You could also add small pasta or rice to this tor white beans if you are in the mood.
- Olive oil
- 200 grams spinach
- 2 medium leeks
- 1.5 liters broth
- 6 small Italian sausages
- 1 tsp thyme
- Pinch of cayenne
- Black and white pepper & salt
- 1/2 cup grated parmesan
- Wash and chop the leeks (soak in cold water if you need to get the excess dirt off). Sautée in olive oil and salt for 5 minutes or so on a medium heat.
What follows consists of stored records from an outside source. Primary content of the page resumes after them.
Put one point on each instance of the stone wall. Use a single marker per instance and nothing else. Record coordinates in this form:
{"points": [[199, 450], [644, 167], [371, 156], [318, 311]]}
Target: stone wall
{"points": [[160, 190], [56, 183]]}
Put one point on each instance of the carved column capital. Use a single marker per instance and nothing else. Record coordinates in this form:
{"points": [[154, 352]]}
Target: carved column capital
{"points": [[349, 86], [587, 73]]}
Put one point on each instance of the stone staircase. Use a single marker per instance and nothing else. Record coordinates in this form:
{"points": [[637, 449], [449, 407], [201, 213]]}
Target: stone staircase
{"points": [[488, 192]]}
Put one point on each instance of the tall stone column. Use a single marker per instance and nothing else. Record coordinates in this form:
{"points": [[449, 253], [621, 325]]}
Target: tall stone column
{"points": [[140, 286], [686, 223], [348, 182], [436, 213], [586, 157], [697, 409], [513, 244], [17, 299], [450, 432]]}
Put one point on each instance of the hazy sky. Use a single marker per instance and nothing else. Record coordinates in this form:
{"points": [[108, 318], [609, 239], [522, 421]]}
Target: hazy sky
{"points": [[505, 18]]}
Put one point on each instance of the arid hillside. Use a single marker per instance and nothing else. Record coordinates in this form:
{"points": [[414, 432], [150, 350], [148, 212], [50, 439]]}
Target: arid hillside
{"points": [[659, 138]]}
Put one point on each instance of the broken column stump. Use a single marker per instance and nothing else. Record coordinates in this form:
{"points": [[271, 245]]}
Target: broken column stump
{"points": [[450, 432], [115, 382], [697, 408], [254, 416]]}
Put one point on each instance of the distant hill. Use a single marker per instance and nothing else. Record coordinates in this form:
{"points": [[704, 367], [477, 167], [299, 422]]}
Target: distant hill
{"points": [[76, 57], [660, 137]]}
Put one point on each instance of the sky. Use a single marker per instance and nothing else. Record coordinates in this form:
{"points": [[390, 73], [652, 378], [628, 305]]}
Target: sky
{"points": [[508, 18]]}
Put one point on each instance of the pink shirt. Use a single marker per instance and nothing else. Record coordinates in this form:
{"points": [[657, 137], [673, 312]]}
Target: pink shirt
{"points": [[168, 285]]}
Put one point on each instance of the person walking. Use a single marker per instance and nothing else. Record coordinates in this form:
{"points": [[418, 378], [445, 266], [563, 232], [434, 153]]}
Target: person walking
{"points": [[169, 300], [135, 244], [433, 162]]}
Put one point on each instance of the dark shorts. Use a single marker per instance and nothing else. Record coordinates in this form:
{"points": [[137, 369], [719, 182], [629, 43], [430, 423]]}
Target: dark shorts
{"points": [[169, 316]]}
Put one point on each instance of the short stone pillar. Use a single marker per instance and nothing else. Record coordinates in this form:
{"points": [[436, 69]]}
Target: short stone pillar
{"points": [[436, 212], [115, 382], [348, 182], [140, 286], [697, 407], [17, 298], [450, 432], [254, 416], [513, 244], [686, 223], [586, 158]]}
Don't let them brown just allow them to get sweet and let off some liquid.
- While the leeks are cooking, wash and chop the spinach, and put the 6 sausages in a frying pan on high heat, until they are brown all over.
- Once the leeks are ready, add a teaspoon of dried thyme and a pinch of cayenne. Stir around to coat, then pour in the broth and add the spinach. Turn down the heat and allow the soup to simmer on a very low heat. Add black and white pepper and salt to taste.
- Once the sausages are brown, remove them from the heat and slice. If they are not fully cooked in the middle just throw them back in the pan so they brown evenly.
- When you are ready to serve, but some grated parmesan in the bottom of your bowl, top with soup, and top with some sausage slices.